Ketika mengambil hasil evaluasi akhir tahun Detya hari Jumat kemarin, aku tidak terlalu memikirkan masalah nilainya. Setelah melewati 2 kali UTS dan 1 kali UAS lalu, aku sudah pasrah dengan pola belajar Detya di UAS kali ini.

Aku dulu bercita-cita bisa duduk bersama dengan anak-anakku setiap malam menemani mereka belajar apapun. Ternyata yang bisa aku lakukan adalah berbincang bersama mereka sepanjang perjalanan berangkat dan pulang kerja. Juga bercerita atau membacakan cerita ketika mau tidur. Mungkin juga kondisi untuk belajar seperti itu belum muncul di kelas satu karena anak kelas satu masih belum dapat PR pelajaran. Jadi ketika Detya ujian, aku juga tidak bisa membuat dia untuk mengulang pelajaran yang akan diujikan.

Dulu aku sering cemas, ketika Detya sama sekali ga belajar untuk ujian dan ketika kutanya tentang bagaimana ujian hari ini jawabannya selalu saja "aku lupa". Tapi ketika hasil ujian keluar dan semua nilainya baik-baik saja maka kecemasanku itu perlahan luntur dan ketika UAS kemarin, aku sama sekali pasrah dengan pola belajar Detya.

Maka ketika ambil raport kemarin, aku hanya bertanya bagaimana sih Detya ketika belajar di kelas karena dia selalu beralasan ketika ku ajak belajar di rumah. Gurunya meyakinkan aku bahwa Detya sangat fokus ketika di kelas dan sama sekali ga terpengaruh dengan perilaku teman-temannya. Guru hanya perlu mengingatkan sekali jika Detya belum melakukan sesuatu.

Aku juga berdiskusi tentang betapa masih sensitifnya Detya dalam menanggapi komentar teman-temannya. Gurunya menceritakan bahwa memang Detya gampang tersentuh atas komentar teman-temannya namun selalu bisa menyelesaikannya saat itu juga setelah diberi tawaran 'mau diselesaikan sekarang atau nanti?'. Mungkin karena dia cerita kepadaku saat sudah tidak bisa menyelesaikan langsung sehingga seakan-akan bagiku dia jadi teramat sensitif.

Satu hal yang menjadi poin bagi gurunya adalah untuk anak-anak seumur Detya sangat perlu pengulangan-pengulangan sehingga kemudian bisa menjadi perilaku dia. Bagi guru, bedanya dengan mengajar anak kelas 5-6 adalah anak besar sangat gampang membuat jengkel guru, tapi kalau anak kelas 1 bikin capek karena pengulangan-pengulangan itu, tapi lebih menyenangkan karena mereka melakukan sesuatu hanya karena tidak tau.

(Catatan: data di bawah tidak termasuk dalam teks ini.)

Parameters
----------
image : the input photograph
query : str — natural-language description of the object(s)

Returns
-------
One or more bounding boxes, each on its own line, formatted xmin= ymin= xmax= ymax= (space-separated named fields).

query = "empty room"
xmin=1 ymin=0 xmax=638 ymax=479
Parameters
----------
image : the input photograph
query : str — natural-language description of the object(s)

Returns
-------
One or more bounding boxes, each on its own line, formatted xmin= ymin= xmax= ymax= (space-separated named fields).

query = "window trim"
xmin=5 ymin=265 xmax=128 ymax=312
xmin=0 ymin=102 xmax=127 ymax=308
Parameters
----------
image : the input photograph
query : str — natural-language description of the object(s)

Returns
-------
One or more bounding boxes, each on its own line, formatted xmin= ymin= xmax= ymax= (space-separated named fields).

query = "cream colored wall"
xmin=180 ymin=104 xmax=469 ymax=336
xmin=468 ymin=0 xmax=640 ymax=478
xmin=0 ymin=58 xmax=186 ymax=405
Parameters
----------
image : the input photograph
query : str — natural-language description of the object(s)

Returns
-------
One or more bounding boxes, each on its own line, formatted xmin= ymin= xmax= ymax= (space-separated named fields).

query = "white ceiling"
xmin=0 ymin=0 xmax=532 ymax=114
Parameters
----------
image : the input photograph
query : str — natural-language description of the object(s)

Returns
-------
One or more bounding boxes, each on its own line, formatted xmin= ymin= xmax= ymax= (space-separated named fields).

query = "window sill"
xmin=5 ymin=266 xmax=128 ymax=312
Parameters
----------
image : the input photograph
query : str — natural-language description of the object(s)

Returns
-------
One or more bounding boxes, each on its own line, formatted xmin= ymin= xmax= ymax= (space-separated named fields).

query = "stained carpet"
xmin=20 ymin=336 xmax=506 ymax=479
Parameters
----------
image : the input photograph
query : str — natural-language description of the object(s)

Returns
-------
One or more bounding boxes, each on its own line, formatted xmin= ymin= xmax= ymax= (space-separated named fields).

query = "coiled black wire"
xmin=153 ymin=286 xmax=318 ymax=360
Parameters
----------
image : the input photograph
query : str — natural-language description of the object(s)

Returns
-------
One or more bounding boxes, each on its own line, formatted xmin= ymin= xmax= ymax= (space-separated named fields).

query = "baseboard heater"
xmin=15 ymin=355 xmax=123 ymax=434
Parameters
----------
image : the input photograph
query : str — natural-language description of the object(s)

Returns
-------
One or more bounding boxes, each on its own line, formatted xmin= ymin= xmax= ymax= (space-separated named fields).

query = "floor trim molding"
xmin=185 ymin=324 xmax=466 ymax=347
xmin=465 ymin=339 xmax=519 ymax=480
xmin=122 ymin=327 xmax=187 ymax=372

Jadi untuk mengatasi moody-nya Detya ya harus berulang-ulang memberikan 'Pesan Saya' dan 'Mendengar Aktif' karena ya hanya itu yang bisa dilakukan untuk membangun kepercayaan dirinya.

Satu lagi yang terpikirkan ketika menghadapi tingginya empati Detya dengan kurang mandirinya Javas. Pengalaman selama ini, Javas jadi kurang mandiri karena Detya selalu berusaha membantu Javas, sehingga kami berpikir untuk memisah Javas dan Detya di sekolah yang berbeda. Mengingat Detya yang lebih matang sosial emosinya, maka dia yang akan kami pindahkan ke sekolah lain. Tapi itu masih wacana dan kami perlu melihat bagaimana perkembangan setahun ini. Jika mereka bisa menjalankan kehidupannya secara terpisah (maksudnya Detya ga banyak membantu Javas) maka bisa jadi mereka berdua tetap sekolah di Istiqlal.

Yaaaah...inilah praktek nyata bahwa tiap anak adalah pribadi yang unik...jadi treatment untuk masing-masing anak harus sesuai dengan karakter masing-masing...ga bisa disamaratakan..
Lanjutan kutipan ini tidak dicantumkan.